Its cool, I get what you were saying. It seems like theres always so many nay sayers, basicly telling the guy to quite before he starts. I would love to have this type of app and wouldnt mind paying a few bucks for it. Hopefully its a sucess and it becomes available for more platforms.


----------



## lookitsadam (Jul 1, 2013)

I love the idea and definitely think it has potential! Will it only be dart frog calls or will each frog have an information type page as well (locations found, size, possible care/breeding activities)?


----------



## joshbaker14t (Jun 11, 2012)

This exists for free in the android market. Dendrocall

Sent from my SCH-I535 using Tapatalk


----------



## MKammerer (Apr 21, 2008)

Too late to quit before I start, already there.

I've also designed a screen to talk a bit about breeding behavior, call loudness, and a few other options.


----------



## athiker04 (Nov 15, 2013)

I'd pay a few bucks for an app like this as long as it was thoroughly thought out and well designed. 

I'm generally a free app person too but I realize that this would be an extremely niche market with a fairly limited number of potential customers. You're not going to make much throwing it out there for free and hoping to earn a lot off of some spammy ads running in the margins. I've paid for niche apps before.

People spend hundreds and HUNDREDS setting up just one viv and hundreds on a group of frogs to inhabit that viv - then they have a room full of them. $2.99 for a cool and useful app? I don't see the problem.

P.S. Just make it for android. I don't do apple.


----------



## stickingtotincs (Oct 8, 2013)

If the price was in the $1 - $5 range it would be worth it. Providing you could update with new calls every once in a while. I do the mistking thing, or the youtube thing as well... There is an app out there already that has buttons that allows sound snippits to be added to the buttons from your library of songs on the iPhone.... this app is free, but has ads and is a little clunky to use. An app dedicated to frog sounds would be awesome!


----------



## Coqui (Jan 17, 2013)

I think it's great, that you would take the time and money involved in this endeavor. I personally would support it, regardless if there are free ones online. I believe that it has to be priced reasonable in order to attract a good amount of supporters. What that price would be not sure. But I look forward to downloading this App.


----------



## Brian317 (Feb 11, 2011)

I love this idea and I'd pay for a quality app. I'll skip out of my coffee for a day and buy the app. Small price to pay if it will be around $5 or so. 

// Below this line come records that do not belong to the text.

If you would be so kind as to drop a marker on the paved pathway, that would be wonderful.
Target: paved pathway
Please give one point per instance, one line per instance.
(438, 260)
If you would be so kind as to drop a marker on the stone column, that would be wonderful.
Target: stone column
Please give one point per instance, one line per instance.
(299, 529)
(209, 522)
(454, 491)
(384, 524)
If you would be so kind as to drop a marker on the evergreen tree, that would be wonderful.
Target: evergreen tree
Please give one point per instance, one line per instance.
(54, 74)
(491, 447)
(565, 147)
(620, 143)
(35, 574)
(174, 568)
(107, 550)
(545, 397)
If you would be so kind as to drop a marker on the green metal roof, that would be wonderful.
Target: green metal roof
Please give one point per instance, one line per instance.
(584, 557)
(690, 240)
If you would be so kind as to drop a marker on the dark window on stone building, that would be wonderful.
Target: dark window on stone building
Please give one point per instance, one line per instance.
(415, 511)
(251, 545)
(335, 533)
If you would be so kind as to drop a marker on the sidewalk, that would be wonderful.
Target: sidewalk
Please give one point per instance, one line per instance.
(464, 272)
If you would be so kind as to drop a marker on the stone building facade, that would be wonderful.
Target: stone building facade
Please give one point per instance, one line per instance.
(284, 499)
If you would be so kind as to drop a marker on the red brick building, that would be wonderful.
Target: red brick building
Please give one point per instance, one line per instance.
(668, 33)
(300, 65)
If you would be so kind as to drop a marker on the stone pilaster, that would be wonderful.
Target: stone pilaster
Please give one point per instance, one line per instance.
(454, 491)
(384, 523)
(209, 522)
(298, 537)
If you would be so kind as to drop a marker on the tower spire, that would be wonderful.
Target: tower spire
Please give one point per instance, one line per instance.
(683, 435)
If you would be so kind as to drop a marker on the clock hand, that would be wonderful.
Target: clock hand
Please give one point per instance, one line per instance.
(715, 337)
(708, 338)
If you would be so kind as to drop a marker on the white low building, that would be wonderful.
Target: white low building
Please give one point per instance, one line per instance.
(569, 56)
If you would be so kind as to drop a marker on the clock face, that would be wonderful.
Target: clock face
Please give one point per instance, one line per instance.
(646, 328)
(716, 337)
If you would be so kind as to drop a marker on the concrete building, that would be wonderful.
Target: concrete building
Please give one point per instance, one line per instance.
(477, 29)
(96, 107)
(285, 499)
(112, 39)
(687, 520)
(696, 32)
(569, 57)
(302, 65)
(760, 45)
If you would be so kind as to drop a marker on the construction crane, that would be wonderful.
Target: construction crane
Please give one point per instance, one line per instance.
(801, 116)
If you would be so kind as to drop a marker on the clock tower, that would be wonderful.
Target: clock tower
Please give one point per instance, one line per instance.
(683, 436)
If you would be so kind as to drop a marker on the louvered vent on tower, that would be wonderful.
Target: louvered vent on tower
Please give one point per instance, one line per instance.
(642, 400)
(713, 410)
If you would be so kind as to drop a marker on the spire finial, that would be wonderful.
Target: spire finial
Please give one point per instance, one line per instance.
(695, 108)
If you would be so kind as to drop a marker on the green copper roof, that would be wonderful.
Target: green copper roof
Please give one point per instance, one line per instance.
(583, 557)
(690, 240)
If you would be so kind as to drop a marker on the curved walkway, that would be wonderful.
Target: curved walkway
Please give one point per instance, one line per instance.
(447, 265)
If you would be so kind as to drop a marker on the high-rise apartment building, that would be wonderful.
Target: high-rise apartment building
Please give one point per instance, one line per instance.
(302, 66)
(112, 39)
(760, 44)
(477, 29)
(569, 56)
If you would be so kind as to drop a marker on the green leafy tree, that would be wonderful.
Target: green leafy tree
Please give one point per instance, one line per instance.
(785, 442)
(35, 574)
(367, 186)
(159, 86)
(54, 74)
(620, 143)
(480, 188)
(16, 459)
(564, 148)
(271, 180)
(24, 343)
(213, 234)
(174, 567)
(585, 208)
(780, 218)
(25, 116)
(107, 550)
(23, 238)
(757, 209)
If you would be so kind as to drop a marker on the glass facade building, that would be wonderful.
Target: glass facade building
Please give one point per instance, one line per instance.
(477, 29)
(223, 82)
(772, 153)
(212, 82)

I think information about the frogs along with the calls and photos would be very useful. I have a few recordings and photos you may be interested in...I will shoot you a PM here shortly.


----------



## punctata (Jan 31, 2011)

I need this app on my android phone for my tree frogs!!!! This would be great if it had tree frogs, darts, and other types of frogs or toads as well.

Also, if this only available for Iphone, that's not good as many people are leaving apple for other phones as apple makes expensive products that do less than the cheaper competition phones do.


----------



## FroggyKnight (Mar 14, 2013)

punctata said:


> I need this app on my android phone for my tree frogs!!!! This would be great if it had tree frogs, darts, and other types of frogs or toads as well.



Agreed! There are a lot of other frogs besides darts that I would be interested in if I had some good examples of calling. I try to get a good idea of what an animal is going to sound like before I buy it. An easy access resource would be very helpful when comparing species to each other.
John


----------



## MKammerer (Apr 21, 2008)

Thanks for the feedback, guys! The format lends itself to adding other species easily, and the name is kept general for that purpose. I want to start with 2-3 popular genus of darts then expand from there.


----------